Even with a price stability mandate, it’s not obvious which rule the Fed should follow. There are multiple targets compatible with price stability. The most obvious is an inflation target: specifying and credibly committing to a growth path for the price level. Another option is a nominal GDP target: specifying and credibly committing to a growth path for total spending on final goods and services.
Under both rules, the speed at which the target level grows implies a definite target growth rate. For example, US nominal GDP is about $25 trillion. If the Fed adopts a level target consistent with 5 percent growth, nominal GDP will be about $26.25 trillion next year, about $27.56 trillion next year, and so on.
With a nominal GDP target, the Fed targets aggregate demand directly. Monetary policy keeps total spending, valued in current dollars, on a predetermined course. The supply side of the economy–natural resources, labor, capital, technology, and laws– determine the breakdown between inflation (price growth) and real income (output growth).

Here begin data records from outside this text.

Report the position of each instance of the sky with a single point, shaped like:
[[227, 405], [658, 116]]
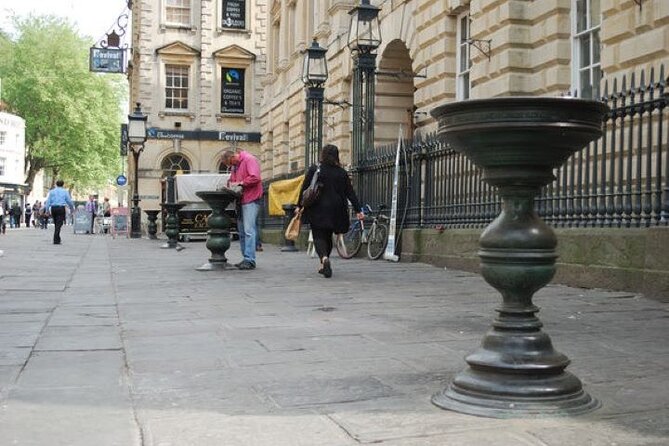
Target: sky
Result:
[[92, 18]]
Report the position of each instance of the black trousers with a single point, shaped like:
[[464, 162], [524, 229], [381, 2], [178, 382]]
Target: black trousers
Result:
[[322, 241], [58, 214]]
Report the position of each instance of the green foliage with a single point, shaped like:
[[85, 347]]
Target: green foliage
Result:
[[72, 116]]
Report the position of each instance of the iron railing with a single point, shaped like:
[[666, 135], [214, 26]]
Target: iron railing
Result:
[[619, 180]]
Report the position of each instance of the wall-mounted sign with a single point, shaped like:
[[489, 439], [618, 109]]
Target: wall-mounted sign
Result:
[[124, 139], [107, 60], [234, 14], [204, 135], [121, 180], [232, 90]]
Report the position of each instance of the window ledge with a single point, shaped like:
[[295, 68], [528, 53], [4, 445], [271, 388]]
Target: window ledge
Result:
[[221, 116], [220, 30], [175, 27]]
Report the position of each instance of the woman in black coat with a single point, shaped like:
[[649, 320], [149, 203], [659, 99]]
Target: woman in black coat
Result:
[[329, 214]]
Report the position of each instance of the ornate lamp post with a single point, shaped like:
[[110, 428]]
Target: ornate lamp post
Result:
[[136, 138], [363, 38], [314, 75]]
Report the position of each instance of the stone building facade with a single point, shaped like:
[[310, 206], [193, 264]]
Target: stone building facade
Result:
[[196, 67], [437, 51]]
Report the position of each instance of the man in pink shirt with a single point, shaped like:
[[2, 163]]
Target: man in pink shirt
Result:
[[246, 173]]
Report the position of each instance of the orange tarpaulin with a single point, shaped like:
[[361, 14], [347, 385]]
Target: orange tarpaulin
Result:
[[283, 192]]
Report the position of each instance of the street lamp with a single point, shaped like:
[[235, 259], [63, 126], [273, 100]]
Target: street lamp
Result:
[[314, 75], [136, 139], [363, 38]]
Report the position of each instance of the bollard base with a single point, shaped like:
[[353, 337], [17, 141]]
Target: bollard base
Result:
[[505, 406], [169, 245], [214, 266]]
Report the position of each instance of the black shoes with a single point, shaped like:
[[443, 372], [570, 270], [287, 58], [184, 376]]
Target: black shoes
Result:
[[244, 265]]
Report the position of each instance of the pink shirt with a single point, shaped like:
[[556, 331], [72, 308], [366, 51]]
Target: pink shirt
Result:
[[247, 172]]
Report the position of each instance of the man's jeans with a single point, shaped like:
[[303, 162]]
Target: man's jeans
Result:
[[247, 231]]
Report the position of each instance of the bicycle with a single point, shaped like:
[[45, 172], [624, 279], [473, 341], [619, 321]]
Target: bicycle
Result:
[[348, 245]]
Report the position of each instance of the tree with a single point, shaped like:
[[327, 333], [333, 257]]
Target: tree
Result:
[[72, 116]]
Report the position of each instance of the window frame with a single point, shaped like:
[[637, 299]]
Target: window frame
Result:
[[592, 33], [177, 53], [169, 172], [463, 78], [167, 24], [188, 89]]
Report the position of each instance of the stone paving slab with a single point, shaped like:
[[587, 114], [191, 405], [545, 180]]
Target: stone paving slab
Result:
[[118, 342]]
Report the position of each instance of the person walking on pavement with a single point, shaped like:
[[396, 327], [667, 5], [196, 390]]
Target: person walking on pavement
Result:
[[92, 210], [3, 216], [55, 205], [36, 212], [28, 213], [329, 214], [246, 173]]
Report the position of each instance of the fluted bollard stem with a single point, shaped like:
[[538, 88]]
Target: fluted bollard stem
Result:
[[289, 211], [152, 226]]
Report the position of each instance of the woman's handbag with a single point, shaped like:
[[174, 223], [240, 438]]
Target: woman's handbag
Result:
[[313, 192], [293, 229]]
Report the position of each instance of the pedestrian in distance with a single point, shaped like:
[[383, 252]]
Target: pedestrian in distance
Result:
[[36, 213], [28, 214], [329, 214], [245, 173], [55, 205], [92, 210], [3, 216]]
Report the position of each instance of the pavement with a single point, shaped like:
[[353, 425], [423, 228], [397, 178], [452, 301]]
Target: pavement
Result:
[[117, 342]]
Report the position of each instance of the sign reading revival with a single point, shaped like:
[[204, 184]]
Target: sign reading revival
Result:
[[234, 14], [106, 60], [232, 90]]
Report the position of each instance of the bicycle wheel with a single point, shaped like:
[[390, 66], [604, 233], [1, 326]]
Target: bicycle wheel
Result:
[[348, 244], [378, 239]]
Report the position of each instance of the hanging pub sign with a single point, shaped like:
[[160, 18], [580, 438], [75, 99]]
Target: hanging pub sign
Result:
[[107, 60], [234, 14], [232, 90]]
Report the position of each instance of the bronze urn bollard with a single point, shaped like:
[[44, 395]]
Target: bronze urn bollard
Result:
[[172, 225], [218, 235], [517, 142]]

Underpinned by aggregate demand-stabilizing monetary policy, a productive economy will experience high growth in living standards and low growth in prices. An unproductive economy will experience low growth in living standards and high growth in prices. Importantly, monetary policy is doing all it can in either scenario. The Fed can keep the economy as productive as possible. But it cannot stimulate growth.
Nominal GDP targeting is compatible with price stability in the long run. Over shorter time horizons, supply shocks can move inflation off its growth path. But this is only temporary. Adverse supply shocks, such as pandemics and wars, lower productivity. They make it harder to turn inputs into outputs. If the Fed is targeting nominal GDP, growth falls and inflation rises in response to supply shocks. But pandemics eventually become endemic, and wars eventually end. Once supply problems work themselves out, inflation and output growth return to their pre-shock trends. While the price level may be permanently higher, price growth (inflation) is—dare I say it—transitory.
Should we prefer a nominal GDP target to an inflation target? Under the latter, supply shocks have very little effect on either inflation or the price level. When inflation rises, the Fed immediately brings it back down. But if that inflation was triggered by a supply shock, the Fed would be forced to contract total spending to ease price pressures. The result is higher unemployment and lower output growth than under a nominal GDP target.
All else being equal, more inflation is worse than less. However, at low levels, inflation is not terribly costly. There are some losses in the form of updating prices (menu costs) and economizing on cash (shoeleather costs). But these costs are negligible. In contrast, the welfare costs of unemployment are much more severe: human capital atrophies, resulting in lower real incomes. It certainly seems the net benefits of inflation targeting are smaller than those of nominal GDP targeting.
Both inflation targeting and nominal GDP targeting deliver price stability. The former does so more predictably, but its rigidity is also the source of its supply-side weakness. While we should not stubbornly insist on first-best policy if the second-best is all we can get, neither should we ignore the question of which policy is first-best. As long as we are reconsidering the Fed’s mandate, nominal GDP targeting should be on the table.